La grande clé de fa# est en zig zag, formant un angle caractéristique.
La clarinette Graves à 8 clés a cette spécificité, mais plus la clarinette 13 clés.

Clé de Fa diése en zig zag.







Le montage des clés se font sur des blocs et des guides sculptés dans la masse en buis et non
avec des pièces métalliques rajoutées comme les autres clarinettes même quand elles auront 13 clés.
Les clarinettes Graves, comme les anglaises ont cette spécificité.


Blocs et guides en bois qui vont passer de l’anneau en 1825 à des blocs plus légers en 1845 chez Graves.
Le pavillon anglais est assez droit alors que les autres évasent plus leurs pavillons de clarinettes.
Pavillon évasé autrichien Schemmel comparé au pavillon Graves de type anglais à la même époque.
Notre clarinette 8 clés de Graves and Co, peut être comparée à une clarinette 5 clés en Si bémol du Métropolitan Museum. Elles sont pratiquement identique. Ce qui diffère est minime étant lié à l’adjonction de 3 clés supplémentaires : le deuxième anneau du haut présent chez la 5 clés s’est réduit à un bloc en bois et trois autres blocs en bois apparaissent et permettent de fixer et guider les 3 clés supplémentaires du corps du haut chez la 8 clés. Si on la compare avec d’autres clarinettes Sib de la même époque et anglaises, on voit que la clarinette Graves Sib à 8 clés est tournée de façon assez rustique, lourde (400 g avec le bec) par rapport aux autres clarinettes anglaises (dont l’épaisseur du buis est plus fin, faisant des instruments plus légers et fragiles, comme sera la 13 clés quelques années après.)
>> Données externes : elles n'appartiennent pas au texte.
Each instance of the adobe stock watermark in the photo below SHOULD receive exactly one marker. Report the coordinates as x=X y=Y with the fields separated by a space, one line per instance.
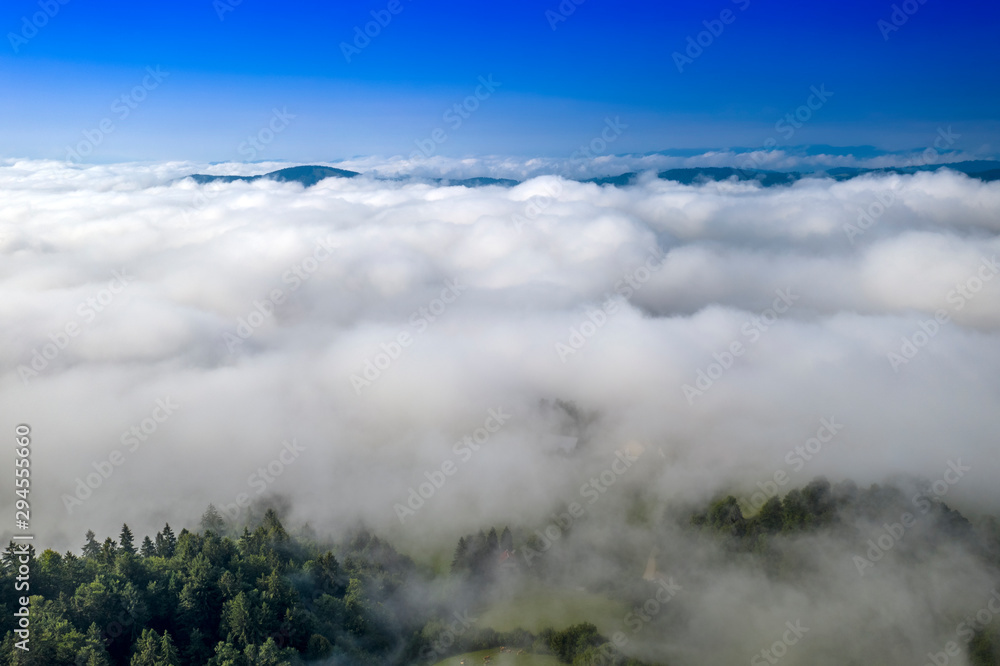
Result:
x=455 y=116
x=752 y=329
x=892 y=533
x=897 y=19
x=779 y=648
x=37 y=21
x=796 y=458
x=363 y=37
x=420 y=320
x=592 y=490
x=263 y=477
x=595 y=319
x=223 y=7
x=137 y=435
x=122 y=107
x=87 y=311
x=561 y=13
x=868 y=217
x=714 y=28
x=958 y=297
x=297 y=275
x=463 y=449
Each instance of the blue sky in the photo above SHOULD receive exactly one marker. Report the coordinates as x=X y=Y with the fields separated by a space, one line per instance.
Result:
x=891 y=88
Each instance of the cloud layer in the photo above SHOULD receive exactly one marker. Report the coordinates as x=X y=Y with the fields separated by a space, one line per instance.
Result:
x=173 y=345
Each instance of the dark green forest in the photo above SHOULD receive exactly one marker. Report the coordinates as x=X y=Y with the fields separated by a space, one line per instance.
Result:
x=266 y=597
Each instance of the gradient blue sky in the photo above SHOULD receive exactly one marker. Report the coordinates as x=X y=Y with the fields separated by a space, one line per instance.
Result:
x=941 y=68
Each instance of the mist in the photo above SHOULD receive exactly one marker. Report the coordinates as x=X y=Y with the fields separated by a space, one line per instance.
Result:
x=430 y=361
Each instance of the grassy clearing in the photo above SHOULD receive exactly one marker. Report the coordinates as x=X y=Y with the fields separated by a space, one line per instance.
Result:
x=542 y=608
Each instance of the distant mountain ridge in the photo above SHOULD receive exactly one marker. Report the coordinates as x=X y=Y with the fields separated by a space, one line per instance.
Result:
x=307 y=176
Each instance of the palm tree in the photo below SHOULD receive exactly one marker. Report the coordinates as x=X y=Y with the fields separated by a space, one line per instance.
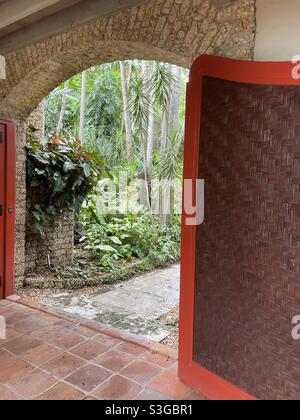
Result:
x=82 y=106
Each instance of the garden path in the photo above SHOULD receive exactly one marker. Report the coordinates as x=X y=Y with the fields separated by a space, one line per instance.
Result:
x=140 y=305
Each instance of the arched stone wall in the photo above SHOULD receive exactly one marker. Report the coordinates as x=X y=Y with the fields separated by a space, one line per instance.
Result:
x=174 y=31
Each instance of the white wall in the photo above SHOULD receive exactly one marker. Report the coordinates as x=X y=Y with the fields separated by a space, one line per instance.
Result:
x=278 y=30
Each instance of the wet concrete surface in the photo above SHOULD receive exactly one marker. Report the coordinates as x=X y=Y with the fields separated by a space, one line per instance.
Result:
x=137 y=306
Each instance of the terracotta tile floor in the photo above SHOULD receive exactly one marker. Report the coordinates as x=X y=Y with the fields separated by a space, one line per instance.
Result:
x=48 y=358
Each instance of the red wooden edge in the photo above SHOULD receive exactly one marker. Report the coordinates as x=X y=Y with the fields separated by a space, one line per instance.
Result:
x=10 y=207
x=194 y=375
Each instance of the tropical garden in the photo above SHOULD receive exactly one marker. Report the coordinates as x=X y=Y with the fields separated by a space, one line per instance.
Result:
x=113 y=152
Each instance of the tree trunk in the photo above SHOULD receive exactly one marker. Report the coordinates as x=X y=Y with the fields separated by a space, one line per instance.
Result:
x=150 y=140
x=60 y=123
x=125 y=77
x=145 y=123
x=82 y=106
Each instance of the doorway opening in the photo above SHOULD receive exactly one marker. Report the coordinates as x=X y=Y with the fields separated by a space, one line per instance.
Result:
x=124 y=271
x=7 y=206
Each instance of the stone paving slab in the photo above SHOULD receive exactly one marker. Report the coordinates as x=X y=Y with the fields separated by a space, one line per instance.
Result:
x=135 y=306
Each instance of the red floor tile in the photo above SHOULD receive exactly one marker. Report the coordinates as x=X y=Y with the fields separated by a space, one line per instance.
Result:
x=89 y=350
x=62 y=392
x=12 y=368
x=41 y=354
x=67 y=340
x=107 y=340
x=7 y=395
x=159 y=359
x=22 y=344
x=11 y=334
x=32 y=384
x=88 y=377
x=63 y=365
x=118 y=388
x=131 y=349
x=151 y=395
x=86 y=332
x=169 y=384
x=141 y=371
x=84 y=359
x=195 y=396
x=30 y=324
x=114 y=360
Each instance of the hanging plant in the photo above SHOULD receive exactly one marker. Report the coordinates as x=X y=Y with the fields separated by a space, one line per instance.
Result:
x=60 y=175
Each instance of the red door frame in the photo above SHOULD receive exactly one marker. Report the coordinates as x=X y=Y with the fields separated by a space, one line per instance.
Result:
x=9 y=144
x=248 y=72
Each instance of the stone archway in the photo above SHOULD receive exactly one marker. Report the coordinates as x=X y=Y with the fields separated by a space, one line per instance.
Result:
x=174 y=31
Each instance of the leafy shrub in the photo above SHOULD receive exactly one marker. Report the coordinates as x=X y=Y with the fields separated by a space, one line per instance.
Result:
x=60 y=174
x=119 y=239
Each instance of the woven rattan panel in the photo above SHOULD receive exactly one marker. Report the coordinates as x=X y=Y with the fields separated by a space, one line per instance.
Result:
x=248 y=249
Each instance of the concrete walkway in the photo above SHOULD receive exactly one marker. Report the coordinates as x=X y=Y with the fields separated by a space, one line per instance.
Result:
x=136 y=306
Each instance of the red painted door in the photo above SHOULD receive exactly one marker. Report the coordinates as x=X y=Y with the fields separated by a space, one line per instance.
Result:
x=7 y=206
x=2 y=202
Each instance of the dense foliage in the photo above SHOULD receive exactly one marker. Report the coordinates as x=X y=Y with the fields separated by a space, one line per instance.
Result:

Clarinette 5 clés en Si bémol du Met de Ney York.
Clarinette en Ut à 13 clés :
Graves en partant du modèle anglais a su faire évoluer la clarinette en quelques années en empruntant ce qui se faisait de mieux en Europe. Ce qui reste de la facture anglaise : le bec à long tenon, le barillet bombé à l’anglaise, la bague large du barillet, la forme des blocs en bois, le bulbe coupé… mais incorpore des innovations : lièges des tenons, rouleaux dans les clés… 

Les rouleaux pour glisser d’une clé à l’autre ont été inventés par le clarinettiste français César Janssens en 1823 (exposition de Paris) et les allemands l’utiliseront beaucoup. Les français avec l’apparition du système Boehm quelques années après n’en n’auront plus l’utilité.
On peut même voir sur une autre clarinette célèbre de Graves avec une clé inversée à la Simiot.


Clarinette en grenadille avec 13 clés en argent, avec les rouleaux Janssens et clé à la Simiot (Métropolitan Museum de NY)
Après 1840 une des caractéristiques des clarinettes anglaises sera la grande clé de sol#.  
La  clarinette Graves en Ut à 13 clés dispose de cette clé.  


De gauche à droite : Clé Sol# Graves puis anglaise fin XIXème siècle ou la clé s’allonge encore, comparées avec la clé allemande parallèle et la clé Sol# croisée française de la même époque.

L’entreprise fabriquait surtout des bois dans les années 1830 puis après 1845, ils feront aussi des cuivres quand les fils de Samuel, George et William quitteront Winchester après l’incendie des ateliers en 1850 pour Boston. Mais entrepreneur dans l’âme, il va recréer, avec ses enfants, l’entreprise à Boston en s’adjoignant après la guerre civile de sécession, de nouveaux partenaires (Gilmore, Wright, Esbach, Hartman) pour créer l’entreprise “Boston Musical Instrument Manufactory”. Une autre aventure entrepreneuriale, d’autres évolutions instrumentales et une diversification d’instruments à vent allaient continuer…
Outre les collections privées difficiles d’accès, les clarinettes Graves les plus belles sont à Vermillon au National Music Museum (Dakota du sud) et au Metropolitan Museum de NY. 

Pour conclure, admirons cette magnifique clarinette Mib Graves and C° à 13 clés faite vers 1845 se trouvant au musée de Vermillon (Dakota du Sud) absolument identique à la mienne en Ut.

Clarinette en Mi bémol du musée de Vermillon.
Pour l'anecdote nos deux clarinettes Graves and Co proviennent d’une réserve d’un musée américain qui les a vendu aux enchères.